A Replica ID is generated with every ChangeReplicas call and
stored in the Replica message of the range descriptor. Replica IDs
are monotonically increasing within a range and never reused. They are
generated using a next_replica_id field which will be added to the
RangeDescriptor (alternative generation strategies include using the
raft log position or database timestamp of the EndTransaction call
that commits the membership change, but this information is less
accessible at the point where it would be needed).
The ReplicaID replaces the current RaftNodeID (which is
constructed from the NodeID and StoreID). Raft only knows about
replica IDs, which are never reused, so we don't have to worry about
certain problems that can aries when node IDs are reused (such as vote
changes or log regression. MultiRaft is responsible for mapping
ReplicaIDs to node and store IDs (which it must do to coalesce
heartbeats). This is done with a new method on the
WriteableGroupStorage interface, along with an in-memory cache. Note
the node and store IDs for a given replica never change once that
replica is created, so we don't need to worry about synchronizing or
invalidating entries in this cache.
The raft transport will send the node, store, and replica ID of both
the sender and receiver with every RaftMessageRequest. This is how
the Store will learn of the replica ID for new ranges (the sender's
IDs must be inserted in the replica ID cache, so we can route
responses that do not yet appear in any range descriptor we have
stored). The Store will drop incoming messages with a replica ID
that is less than the last known one for the range (in order to
minimize disruption from out-of-date servers).

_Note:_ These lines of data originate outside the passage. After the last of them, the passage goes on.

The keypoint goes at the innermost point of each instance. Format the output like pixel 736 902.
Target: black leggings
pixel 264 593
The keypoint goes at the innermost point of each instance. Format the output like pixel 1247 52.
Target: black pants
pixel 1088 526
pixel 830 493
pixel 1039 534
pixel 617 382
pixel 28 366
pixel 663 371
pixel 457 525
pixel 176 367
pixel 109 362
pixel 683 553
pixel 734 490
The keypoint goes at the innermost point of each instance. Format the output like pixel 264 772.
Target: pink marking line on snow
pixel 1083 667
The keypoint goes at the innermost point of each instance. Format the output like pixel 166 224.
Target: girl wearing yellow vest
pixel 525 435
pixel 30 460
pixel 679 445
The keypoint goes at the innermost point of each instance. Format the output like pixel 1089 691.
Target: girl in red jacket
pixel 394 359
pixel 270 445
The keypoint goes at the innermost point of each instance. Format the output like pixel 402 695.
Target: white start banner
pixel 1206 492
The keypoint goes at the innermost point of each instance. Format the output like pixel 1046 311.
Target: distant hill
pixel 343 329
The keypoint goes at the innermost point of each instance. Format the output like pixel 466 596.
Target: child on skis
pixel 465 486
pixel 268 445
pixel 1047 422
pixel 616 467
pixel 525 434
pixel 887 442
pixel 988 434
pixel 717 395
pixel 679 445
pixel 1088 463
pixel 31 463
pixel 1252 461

The DistSender will also send the replica ID in the header of every
request, and the receiver will reject requests with incorrect replica
IDs (This will be rare since a range will normally be absent from a
node for a time before being re-replicated).

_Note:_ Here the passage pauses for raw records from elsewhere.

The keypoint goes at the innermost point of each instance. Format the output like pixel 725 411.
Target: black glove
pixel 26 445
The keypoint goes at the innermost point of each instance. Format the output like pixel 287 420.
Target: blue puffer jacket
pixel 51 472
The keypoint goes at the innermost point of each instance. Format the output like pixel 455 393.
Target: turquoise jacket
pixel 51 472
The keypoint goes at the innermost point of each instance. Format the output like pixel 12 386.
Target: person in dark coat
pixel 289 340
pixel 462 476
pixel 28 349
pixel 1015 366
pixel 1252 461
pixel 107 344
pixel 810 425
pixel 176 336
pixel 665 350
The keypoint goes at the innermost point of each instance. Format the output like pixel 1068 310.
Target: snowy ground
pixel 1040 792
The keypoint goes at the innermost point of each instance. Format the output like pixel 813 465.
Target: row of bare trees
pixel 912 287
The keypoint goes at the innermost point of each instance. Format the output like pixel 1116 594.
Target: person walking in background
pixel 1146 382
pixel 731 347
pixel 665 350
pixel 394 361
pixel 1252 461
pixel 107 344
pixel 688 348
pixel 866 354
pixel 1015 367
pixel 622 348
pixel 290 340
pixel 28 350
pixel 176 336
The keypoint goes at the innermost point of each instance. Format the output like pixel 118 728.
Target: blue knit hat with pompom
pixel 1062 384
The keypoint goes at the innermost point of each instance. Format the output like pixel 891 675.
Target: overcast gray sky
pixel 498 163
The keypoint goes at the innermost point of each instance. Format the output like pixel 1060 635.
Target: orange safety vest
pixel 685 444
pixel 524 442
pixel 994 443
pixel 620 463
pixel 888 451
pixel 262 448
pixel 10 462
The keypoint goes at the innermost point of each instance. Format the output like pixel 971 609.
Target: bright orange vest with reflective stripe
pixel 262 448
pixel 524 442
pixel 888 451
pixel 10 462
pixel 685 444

When a replica is garbage-collected, we write a tombstone containing the replica ID, so that the store can continue to drop out-of-date raft messages even after the GC.

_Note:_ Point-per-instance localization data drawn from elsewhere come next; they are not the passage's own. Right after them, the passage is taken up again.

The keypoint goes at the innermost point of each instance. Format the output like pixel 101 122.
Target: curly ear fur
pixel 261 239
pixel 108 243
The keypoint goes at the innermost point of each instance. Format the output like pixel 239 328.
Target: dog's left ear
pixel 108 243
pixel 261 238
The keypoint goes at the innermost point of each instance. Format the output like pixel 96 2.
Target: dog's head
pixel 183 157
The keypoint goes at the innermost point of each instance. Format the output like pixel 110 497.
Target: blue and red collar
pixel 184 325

In the scenario above, with this change node C would send node A and B's replica IDs in its vote requests. They would see that they have a tombstone for that replica and not recreate it.
Tombstones must be long-lived, since a node may come back online after a lengthy delay. We cannot garbage-collect tombstones unless we also guarantee that no node will come back after a period of time longer than the tombstone GC time.
If we had an explicit replica-creation RPC instead of creating them automatically on the first sighting of a raft message, this problem may go away. However, doing so would be tricky: this RPC would need to be retried in certain circumstances, and it is difficult to distinguish cases where a retry is necessary from cases that lead to the problem discussed here.